By Stephanie Cavanaugh
“I HAD MY DOUBTS about those seeds,” said Baby in her most dour voice, a seriously depressing tone she takes from time to time. Thanks to Zoom-calling, I can see that her expression is equally unconvinced.
Wesley, her baby, is in his highchair, babbling into a red toy phone. He looks like a miniature, shirtless mogul doing a deal.
Have I mentioned that a fortune teller once said, “Did you know your daughter is your mother?” This rang shockingly true. As an infant she’d lie in my arms and look at me so full of doubt that I’d find myself whispering, “Ma? Are you in there? If so, HELP ME!”
While my mother never had the chance to meet my baby, she seems to have returned to be her.
Meanwhile—cue the Psycho music—Wesley, was born on my mother’s birthday, two weeks before he was due.
Anyway, Baby was reacting to the seeds of ornamental kale I planted last week, the little black fly specks I’d tenderly tucked into the back of the upper window boxes, where there are patches of bare soil, with hopes that they might, might, turn into . . . ornamental kale.
Seeds and I have a fraught relationship, as Baby well knows. I can’t even grow zinnias from seed, and these are at the top of the list for easy-to-grow flowers. For kids. The type of flower suggested because they never disappoint budding gardeners, blooming easily in masses of candy-colored ruffles . . . for everyone else.
I got a flower once a few years ago, a sad orange one. I don’t like orange flowers.

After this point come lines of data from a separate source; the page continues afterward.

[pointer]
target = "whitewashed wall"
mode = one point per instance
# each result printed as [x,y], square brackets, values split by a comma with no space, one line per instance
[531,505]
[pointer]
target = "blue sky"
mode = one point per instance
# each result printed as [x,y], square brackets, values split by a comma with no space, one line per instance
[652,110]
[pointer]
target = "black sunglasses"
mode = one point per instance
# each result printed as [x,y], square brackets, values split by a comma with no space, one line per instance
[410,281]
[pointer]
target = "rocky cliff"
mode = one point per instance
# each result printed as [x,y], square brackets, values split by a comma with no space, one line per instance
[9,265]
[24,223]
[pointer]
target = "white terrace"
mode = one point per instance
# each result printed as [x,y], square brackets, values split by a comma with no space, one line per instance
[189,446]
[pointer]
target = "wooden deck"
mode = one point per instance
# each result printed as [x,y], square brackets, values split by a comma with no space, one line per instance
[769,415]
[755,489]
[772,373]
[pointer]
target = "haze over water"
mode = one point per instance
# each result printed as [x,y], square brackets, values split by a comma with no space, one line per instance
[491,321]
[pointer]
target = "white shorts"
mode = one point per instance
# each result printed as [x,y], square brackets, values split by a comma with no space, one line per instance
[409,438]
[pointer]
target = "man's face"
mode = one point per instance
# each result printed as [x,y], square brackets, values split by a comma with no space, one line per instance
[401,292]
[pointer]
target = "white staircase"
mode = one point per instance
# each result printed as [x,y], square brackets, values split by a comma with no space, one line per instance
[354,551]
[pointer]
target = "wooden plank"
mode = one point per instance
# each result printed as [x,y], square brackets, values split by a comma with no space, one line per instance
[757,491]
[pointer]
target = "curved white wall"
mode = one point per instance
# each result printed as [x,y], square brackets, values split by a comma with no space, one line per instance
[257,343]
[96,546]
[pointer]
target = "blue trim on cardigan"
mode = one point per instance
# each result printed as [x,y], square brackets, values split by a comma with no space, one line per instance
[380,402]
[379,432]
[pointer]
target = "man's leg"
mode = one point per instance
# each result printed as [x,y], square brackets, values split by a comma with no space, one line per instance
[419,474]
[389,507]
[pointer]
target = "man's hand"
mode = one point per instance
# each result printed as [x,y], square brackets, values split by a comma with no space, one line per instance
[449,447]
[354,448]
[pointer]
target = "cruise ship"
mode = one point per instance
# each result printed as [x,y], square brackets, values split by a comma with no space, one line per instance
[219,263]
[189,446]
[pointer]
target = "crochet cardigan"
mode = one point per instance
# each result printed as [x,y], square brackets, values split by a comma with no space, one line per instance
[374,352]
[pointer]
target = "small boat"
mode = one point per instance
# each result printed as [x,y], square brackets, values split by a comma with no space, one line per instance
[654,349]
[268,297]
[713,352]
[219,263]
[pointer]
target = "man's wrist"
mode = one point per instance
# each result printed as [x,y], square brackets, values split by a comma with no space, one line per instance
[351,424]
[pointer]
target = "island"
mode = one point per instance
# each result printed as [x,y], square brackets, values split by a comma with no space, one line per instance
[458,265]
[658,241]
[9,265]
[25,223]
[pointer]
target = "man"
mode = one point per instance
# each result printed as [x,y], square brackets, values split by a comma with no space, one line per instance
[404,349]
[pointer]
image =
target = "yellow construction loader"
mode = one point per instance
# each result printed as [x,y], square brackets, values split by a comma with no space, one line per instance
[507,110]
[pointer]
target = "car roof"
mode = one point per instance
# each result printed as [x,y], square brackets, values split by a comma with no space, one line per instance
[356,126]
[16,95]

So, I showed her my kale sprouts, angling my phone above the tender seedlings that had already emerged—enough of them that if they actually survive (oh, please, please!) they’ll adorn the winter boxes with enough left over to pop into containers here and there in the garden front and rear.
It was a moment, let me tell you. Though it’s still near impossible to believe that these green sprigs will eventually grow into flamboyant, foot-tall and -wide cabbages within a couple of months.
Meanwhile, the midsummer boxes, all five of them, are something to see. Three upstairs, two down, they’re traffic stoppers. Obviously, none of the plants was started from seed. Baby said I have to write about them. I said, haven’t they (meaning you) read enough about my damn boxes?
“Nope. They’re too good this year,” she said.
So. See photo at the top. Now quintuple it.
The oregano I planted last summer in the center of each box flourished greenly through the winter, forming a center mound that’s beginning to spill over the edge; the coleus and (surprise) caladium wave their sensationally colorful leaves on either side, the sedum is pinking out nicely off in a corner, and the acid-green sweet-potato vines occupy the centers. In the lower boxes the vines are starting to cascade toward the front porch floor; upstairs they’re falling to the tops of the windows below. Mingled in are purple sprigs of pittosporum, and other bits of stray things, while anchoring the ends is ivy, which has been growing for decades, just needing regular trims.
With luck, by early November, when the summery stuffs have had it for the year, my kale can be moved forward, growing over the cold months into lovely fat cabbages, frilled green around the edges with purple and fuchsia centers.
When the Easter Bunny comes, we’ll start all over again.